How could this type of economic and environmental disaster be avoided? Our answer is smart systems. And they are not just a pipe dream, the Pivotal Data Science team has been working hard over the past few years to provide real, practical solutions to answer this type of issue for the oil and gas industry, as well as others.
The idea is to instrument the drilling rig to be a smart system. Drawing on concepts of the Internet of Things (IoT), where any machine from personal wearables, like smart phones and Fitbits, to industrial equipment like jet engines, power turbines and drilling rigs can be constructed as a system of sensors and actuators, essentially creating the the sense organs and limbs of the smart system. Put these together with the remarkable advancements in big data technologies which enable us to pull petabytes of data into a Data Lake that we can use as a basis to employ complex machine learning models efficiently, and we have the basic two ingredients of a smart system that could monitor and prevent accidents, downtime and even ensure energy efficiency.
Digital Brain = Data Lake + Data Science
How will a smart offshore oil platform work? Let’s look at the three elements—the sensors, the brain, and the actuators.
The sensors in a drilling rigs measure temperature, pressure, and Monitoring While Drilling (MWD) variables, which can include seismic, gamma ray and high frequency electromagnetic data, as well as hydraulic and mechanical variables. To create the digital brain, we load all of this data along with measurements made off the drill like those of drilling fluid properties and previous seismic data into a Data Lake. Here, the all the data is stored together and we can extract patterns in the data. Since the data for one oilfield involving multiple boreholes can run into hundreds of variables and billions of rows we use a parallel modeling package like MADlib to extract patterns from the data in an efficient manner. This involves clustering the data and then regressing over the rate of penetration of the drill.

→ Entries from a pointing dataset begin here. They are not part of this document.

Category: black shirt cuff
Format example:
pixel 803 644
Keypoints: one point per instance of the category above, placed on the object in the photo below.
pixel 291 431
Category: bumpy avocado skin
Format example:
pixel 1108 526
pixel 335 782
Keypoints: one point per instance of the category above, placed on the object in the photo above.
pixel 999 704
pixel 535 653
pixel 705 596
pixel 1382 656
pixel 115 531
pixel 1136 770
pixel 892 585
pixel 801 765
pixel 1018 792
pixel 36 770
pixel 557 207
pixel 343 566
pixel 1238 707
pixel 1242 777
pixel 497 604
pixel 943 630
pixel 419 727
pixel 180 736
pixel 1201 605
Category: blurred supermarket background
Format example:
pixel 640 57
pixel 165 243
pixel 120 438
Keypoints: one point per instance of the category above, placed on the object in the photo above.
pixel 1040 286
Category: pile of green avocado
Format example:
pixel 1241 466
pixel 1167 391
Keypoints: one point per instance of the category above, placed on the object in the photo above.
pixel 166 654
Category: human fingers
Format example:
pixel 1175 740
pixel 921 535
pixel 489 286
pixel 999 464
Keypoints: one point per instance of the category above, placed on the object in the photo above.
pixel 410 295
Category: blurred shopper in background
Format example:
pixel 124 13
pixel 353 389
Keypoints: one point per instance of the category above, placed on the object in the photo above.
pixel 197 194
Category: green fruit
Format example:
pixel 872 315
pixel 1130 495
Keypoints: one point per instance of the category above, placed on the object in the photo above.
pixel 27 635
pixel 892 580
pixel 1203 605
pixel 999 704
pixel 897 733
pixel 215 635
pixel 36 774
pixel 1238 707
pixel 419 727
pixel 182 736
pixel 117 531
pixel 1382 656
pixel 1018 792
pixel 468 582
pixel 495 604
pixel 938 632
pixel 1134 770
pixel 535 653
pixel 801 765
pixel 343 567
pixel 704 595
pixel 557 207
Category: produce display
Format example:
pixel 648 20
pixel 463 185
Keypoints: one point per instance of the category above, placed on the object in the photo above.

Once we have a good model, we can operationalize it by checking the actual rate against the predicted rate. If the predicted rate is different, we flag it as an anomaly. We also create a library of anomalies and label them. Armed with that dataset, we are in a position to monitor the drilling and take appropriate action if we detect an anomaly. For instance, if the anomaly is associated with a blowout, we can set the brain to stop drilling by activating the actuators (the control system) and send a red alert to the control room to initiate a response team to investigate. They may find that this anomaly is just be an indication that the drill bit is wearing out earlier than anticipated and needs to be changed. Or, importantly, they may discover a serious threat and be able to stop a catastrophe like the BP oil spill.
In the case of the former, this has an added bonus of helping us to do predictive maintenance, and improve the productivity of our operations. It is an example of the application of Data Science methodology on the appropriate technology.
The Technology Behind the Science
Here at Pivotal we have been making great strides in building the platform that houses the Data Lake. This includes a parallel storage system based on HDFS with parallel database (namely, HAWQ and Greenplum) and in-memory (Gemfire) modules with a variety of other components that make it easy to ingest and store data, compute on it, and take action. The whole platform is based on open standards, which makes it highly compatible with a lot of third-party software and effectively future-proofs it.
Other Applications for the Digital Brain
Another example of making a system smart would be putting a digital brain into a smart grid. Right now we have smart meters collecting an enormous amount of data regarding power usage from every business and household. This maps the entire range of activity in any city! But how do we get value from that?
The answer is once again to load this data into a Data Lake and look at the frequency content of the time series signals we get from every smart meter. This enables us to cluster every meter and find out outliers or anomalies. Then again, as the system tracks the changing of the behavior of a cluster or even individual smart meters, we can identify anomalies as they happen. Over time, we can train our model and label these anomalies as meter malfunctions, meter tampering or vegetation management (a tree or a branch falling on a power line). Now we have created a Smart Grid than can be our eyes and ears everywhere across the power grid, and can take the appropriate action to prevent downtime and at the same time achieve optimal performance.
The possibilities of the digital brain to transform industry are manifold. We are working steadily to apply this methodology widely, including another industry we are talking about this week at Strata—smart cities and the connected car .
The true potential of the IoT will be realized when we are able to create digital brains and transform the IOT from just things to a self-aware systems. This will never eliminate the human element, rather it will make human intervention more effective and reduce delays and scope of error in action.
Jeff Immelt of GE has said that “zero unplanned downtime” is a key goal for GE’s use of the Industrial Internet. But we can take this even further—what about zero unplanned outages, zero industrial accidents and zero environmental disasters?
The opportunity is right here, let us all make it happen!